Wirritjil scanned the trees. She was looking for her jaarinel but she could not find the bright colours and the fast dipping flight of the rainbow lorikeets, the wirrilijkel. She sank down on the sand feeling its moisture as the horses drank.
Emily woke, wild-eyed, fighting the rope that tied her to the brumby’s back. Wirritjil went to help.
‘Don’t.’ Emily slipped off the horse onto her bad foot and folded into a bundle. ‘Don’t help me.’
She crawled to the water and drank, letting her cheek lie in the coolness, feeling the sand against her face. ‘Wirritjil, take me back to Joseph.’
‘Ammie, dat way.’ Wirritjil pointed downstream. ‘Some bit then datta way.’ Wirritjil pointed upstream.
Emily closed her eyes. ‘I can tell him about the stars, how they bite the moon.’
Wirritjil pulled her away from the water’s edge and they slept there on the moist sand bank.
Wirritjil woke before sunset and caught a large jampinparuny easily with her hair twine, a whittled bone hook and a grasshopper. She cooked it on a small fire and watched as Emily shovelled the segments of hot white flesh into her mouth with trembling hands and lips.
Evening came and they buried the fire and headed south, downstream along the Fitzroy River, skirting the rocks and coming close to the water when they could. The moon rose, just a sliver before dawn. They stopped on the clean sandy bank of a deep dark pool fringed with the sharp blades of pandanus palms growing thick alongside tall screw palms, their trunks marked with deep circular scars and, up high, spirals of iridescent knife-like leaves.
Emily dismounted and stood on one leg.
Wirritjil took the blanket and water bag and draped them on a low-lying branch. She looked at the billy for a minute and placed it in the fork of the tree.

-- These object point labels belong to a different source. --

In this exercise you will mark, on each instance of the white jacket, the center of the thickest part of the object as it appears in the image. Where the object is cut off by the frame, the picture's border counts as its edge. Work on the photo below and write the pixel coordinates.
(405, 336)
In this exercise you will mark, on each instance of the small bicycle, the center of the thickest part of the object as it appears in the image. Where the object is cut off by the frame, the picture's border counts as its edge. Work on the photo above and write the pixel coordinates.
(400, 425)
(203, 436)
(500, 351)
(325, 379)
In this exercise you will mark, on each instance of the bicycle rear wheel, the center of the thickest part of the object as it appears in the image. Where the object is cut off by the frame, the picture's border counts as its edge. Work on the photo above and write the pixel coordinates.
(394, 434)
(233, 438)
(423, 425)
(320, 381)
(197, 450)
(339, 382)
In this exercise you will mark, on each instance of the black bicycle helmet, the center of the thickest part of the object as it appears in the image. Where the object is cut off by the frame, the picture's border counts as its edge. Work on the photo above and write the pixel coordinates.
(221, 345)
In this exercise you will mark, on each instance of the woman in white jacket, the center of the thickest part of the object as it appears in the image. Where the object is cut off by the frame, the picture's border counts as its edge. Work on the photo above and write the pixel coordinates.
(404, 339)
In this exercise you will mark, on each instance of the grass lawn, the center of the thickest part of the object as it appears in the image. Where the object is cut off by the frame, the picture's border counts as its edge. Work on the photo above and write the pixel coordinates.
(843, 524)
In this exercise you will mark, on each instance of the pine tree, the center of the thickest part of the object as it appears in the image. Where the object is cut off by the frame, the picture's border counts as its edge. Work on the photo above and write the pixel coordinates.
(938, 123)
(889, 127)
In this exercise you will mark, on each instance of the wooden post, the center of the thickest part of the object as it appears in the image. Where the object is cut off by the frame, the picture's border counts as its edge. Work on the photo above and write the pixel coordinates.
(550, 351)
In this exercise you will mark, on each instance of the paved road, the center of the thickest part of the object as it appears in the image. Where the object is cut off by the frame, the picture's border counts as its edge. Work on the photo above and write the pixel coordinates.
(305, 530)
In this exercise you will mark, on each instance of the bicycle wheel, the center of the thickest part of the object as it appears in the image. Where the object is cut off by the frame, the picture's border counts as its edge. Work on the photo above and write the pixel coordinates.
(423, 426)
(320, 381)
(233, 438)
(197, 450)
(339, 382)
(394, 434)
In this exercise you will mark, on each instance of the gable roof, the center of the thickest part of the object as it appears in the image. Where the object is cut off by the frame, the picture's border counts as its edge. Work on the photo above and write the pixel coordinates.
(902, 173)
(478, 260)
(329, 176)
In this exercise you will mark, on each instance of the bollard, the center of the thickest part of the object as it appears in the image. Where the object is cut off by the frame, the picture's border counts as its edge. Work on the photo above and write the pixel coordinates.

She put two of the three ropes they had on a branch and the third she looped around her waist. She took the tobacco the drover had given her and buried it behind a rock, ruffling the sand in front and laying a strand of only four hairs across the rock. She didn’t hobble the horses; instead she hit them hard on their rumps. They stared at her. She threw sand at their flanks and hit them again. They took a few steps away and looked back, puzzled.
‘What are you doing?’ Emily limped towards the brumby.
‘Datta way, nyarnagum.’ Wirritjil waved her hand like a river flowing. ‘Follow ’im.’
She drew her firestick from her pouch of damp bark, blew on it until it smouldered then wrapped it in another wad of damp bark and stuck it in her hair. She walked into the water. ‘Aamee. Come, miss.’
‘I can’t swim.’
The horses stepped towards Emily and nuzzled her. Wirritjil came out of the water and shooed them away again. Emily sat down. She put her hands around her foot; the cut was open and gaping, the sand stung on the raw flesh. She clenched her foot, calmed herself and the words came slowly. ‘The soldier’s leg had gangrene. Father had to saw it off. We gave him opium but he felt everything. He gave me a little statue of Mother Mary and William stole it.’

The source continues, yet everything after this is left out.